Re: TimeOf(Subselects|Joins)FromLargeTables? - Mailing list pgsql-general
From | Duane Lee - EGOVX |
---|---|
Subject | Re: TimeOf(Subselects|Joins)FromLargeTables? |
Date | |
Msg-id | 64EDC403A1417B4299488BAE87CA7CBF01CD0E57@maricopa_xcng0 Whole thread Raw |
In response to | TimeOf(Subselects|Joins)FromLargeTables? ("Hegedus, Tamas ." <Hegedus.Tamas@mayo.edu>) |
List | pgsql-general |
Or this correlated subquery:
SELECT a.name, a.seq FROM prots as a
WHERE EXISTS (
SELECT '1'FROM kwx as b
WHERE b.kw_acc=812
and b.fid = a.fid
);
-----Original Message-----
From: Dann Corbit [mailto:DCorbit@connx.com]
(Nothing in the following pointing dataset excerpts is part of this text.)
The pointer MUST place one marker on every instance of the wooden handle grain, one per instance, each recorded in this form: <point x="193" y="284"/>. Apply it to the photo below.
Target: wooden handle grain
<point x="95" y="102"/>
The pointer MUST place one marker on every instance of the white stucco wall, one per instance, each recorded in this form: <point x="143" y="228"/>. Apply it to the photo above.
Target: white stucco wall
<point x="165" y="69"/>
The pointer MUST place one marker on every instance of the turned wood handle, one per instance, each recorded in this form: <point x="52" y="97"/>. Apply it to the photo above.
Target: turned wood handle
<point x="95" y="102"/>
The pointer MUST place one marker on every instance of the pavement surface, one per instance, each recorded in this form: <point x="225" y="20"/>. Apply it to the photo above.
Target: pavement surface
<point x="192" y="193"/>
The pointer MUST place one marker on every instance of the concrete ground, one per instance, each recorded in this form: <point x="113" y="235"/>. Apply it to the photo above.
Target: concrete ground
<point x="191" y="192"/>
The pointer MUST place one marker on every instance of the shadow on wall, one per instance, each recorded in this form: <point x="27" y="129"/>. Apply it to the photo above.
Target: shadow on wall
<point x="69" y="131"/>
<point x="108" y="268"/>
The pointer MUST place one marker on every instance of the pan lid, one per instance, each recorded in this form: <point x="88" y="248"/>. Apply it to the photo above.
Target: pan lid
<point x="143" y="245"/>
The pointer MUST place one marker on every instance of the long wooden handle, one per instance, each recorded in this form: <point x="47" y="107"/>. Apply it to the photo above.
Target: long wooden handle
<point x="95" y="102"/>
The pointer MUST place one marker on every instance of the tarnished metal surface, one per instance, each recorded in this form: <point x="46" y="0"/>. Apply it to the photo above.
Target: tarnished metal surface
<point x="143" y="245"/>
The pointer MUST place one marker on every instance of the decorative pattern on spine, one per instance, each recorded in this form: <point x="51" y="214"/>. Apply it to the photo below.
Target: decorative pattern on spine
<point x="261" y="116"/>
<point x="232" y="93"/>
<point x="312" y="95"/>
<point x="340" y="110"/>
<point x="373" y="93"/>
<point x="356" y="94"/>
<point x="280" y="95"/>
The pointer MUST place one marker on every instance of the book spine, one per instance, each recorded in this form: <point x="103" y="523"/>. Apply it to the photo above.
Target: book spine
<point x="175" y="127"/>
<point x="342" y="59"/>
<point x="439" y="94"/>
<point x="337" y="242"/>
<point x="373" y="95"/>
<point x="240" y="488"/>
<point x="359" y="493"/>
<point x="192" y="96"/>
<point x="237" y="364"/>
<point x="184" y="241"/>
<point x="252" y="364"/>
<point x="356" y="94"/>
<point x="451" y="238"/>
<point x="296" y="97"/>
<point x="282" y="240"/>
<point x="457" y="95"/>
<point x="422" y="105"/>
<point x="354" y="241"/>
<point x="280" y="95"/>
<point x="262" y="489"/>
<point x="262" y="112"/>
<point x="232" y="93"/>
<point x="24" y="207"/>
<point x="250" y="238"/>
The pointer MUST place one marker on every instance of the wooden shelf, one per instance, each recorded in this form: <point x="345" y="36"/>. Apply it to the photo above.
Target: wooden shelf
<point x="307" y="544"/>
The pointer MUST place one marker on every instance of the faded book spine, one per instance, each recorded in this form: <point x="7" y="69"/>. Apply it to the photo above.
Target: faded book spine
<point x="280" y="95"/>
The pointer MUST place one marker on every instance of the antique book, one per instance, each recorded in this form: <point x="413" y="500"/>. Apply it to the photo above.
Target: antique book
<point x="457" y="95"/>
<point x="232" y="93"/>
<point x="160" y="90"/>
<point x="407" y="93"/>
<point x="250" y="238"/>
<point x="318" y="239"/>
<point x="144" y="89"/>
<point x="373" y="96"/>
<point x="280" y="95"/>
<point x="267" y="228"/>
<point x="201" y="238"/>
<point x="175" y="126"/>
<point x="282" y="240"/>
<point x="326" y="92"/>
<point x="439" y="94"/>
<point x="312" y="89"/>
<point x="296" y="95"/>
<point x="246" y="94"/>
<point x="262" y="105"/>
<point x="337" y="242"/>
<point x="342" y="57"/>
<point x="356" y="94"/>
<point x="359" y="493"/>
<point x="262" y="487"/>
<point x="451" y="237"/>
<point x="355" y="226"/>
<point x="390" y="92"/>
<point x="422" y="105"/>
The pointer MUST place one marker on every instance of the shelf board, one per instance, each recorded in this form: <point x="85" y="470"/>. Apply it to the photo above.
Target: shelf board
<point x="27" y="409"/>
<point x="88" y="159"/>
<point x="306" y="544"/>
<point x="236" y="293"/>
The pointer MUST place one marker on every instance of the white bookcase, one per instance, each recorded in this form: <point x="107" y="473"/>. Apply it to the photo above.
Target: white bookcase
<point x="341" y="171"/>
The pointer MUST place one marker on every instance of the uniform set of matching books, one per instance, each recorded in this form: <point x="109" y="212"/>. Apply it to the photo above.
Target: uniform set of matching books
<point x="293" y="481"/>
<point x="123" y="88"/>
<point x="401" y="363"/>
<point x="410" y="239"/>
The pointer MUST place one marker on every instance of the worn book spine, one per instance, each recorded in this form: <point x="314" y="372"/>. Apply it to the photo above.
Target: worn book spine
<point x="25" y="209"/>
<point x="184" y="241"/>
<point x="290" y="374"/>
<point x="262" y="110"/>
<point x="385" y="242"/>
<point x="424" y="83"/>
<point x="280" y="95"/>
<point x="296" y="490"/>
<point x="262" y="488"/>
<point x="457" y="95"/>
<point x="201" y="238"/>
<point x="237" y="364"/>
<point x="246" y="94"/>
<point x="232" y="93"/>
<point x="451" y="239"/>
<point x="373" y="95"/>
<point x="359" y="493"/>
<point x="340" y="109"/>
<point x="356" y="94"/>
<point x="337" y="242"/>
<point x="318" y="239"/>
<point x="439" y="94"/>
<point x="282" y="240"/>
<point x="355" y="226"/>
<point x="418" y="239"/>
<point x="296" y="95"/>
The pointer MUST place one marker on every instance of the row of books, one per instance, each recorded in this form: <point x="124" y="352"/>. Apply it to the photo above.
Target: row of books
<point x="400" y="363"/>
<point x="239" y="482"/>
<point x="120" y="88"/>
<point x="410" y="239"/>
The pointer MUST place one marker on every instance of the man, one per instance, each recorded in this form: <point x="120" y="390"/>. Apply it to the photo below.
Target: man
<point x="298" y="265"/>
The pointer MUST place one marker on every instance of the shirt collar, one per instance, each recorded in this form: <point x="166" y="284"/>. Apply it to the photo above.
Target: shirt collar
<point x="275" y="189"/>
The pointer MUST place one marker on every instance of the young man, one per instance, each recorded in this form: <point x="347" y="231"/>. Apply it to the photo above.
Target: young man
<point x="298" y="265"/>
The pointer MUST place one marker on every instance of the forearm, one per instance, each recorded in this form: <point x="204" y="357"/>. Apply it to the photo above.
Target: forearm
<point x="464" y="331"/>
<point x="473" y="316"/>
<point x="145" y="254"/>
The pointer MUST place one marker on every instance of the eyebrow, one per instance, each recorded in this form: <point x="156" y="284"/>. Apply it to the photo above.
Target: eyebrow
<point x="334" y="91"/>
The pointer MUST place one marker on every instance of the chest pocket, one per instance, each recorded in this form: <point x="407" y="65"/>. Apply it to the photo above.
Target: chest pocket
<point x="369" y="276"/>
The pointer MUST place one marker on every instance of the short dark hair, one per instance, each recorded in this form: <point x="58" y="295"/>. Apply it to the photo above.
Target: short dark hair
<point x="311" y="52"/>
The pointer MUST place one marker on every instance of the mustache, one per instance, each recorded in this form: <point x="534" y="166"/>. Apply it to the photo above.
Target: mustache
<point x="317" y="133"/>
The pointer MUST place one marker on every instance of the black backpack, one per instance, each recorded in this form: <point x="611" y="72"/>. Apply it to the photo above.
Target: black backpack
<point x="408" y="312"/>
Sent: Thursday, June 03, 2004 6:59 PM
To: Hegedus, Tamas .; pgsql-general@postgresql.org
Subject: Re: [GENERAL] TimeOf(Subselects|Joins)FromLargeTables?
How does this query perform:
SELECT p.name, p.seq
FROM prots p, kwx k
WHERE
p.fid=k.fid
AND
k.kw_acc=812
;
> -----Original Message-----
> From: Hegedus, Tamas . [mailto:Hegedus.Tamas@mayo.edu]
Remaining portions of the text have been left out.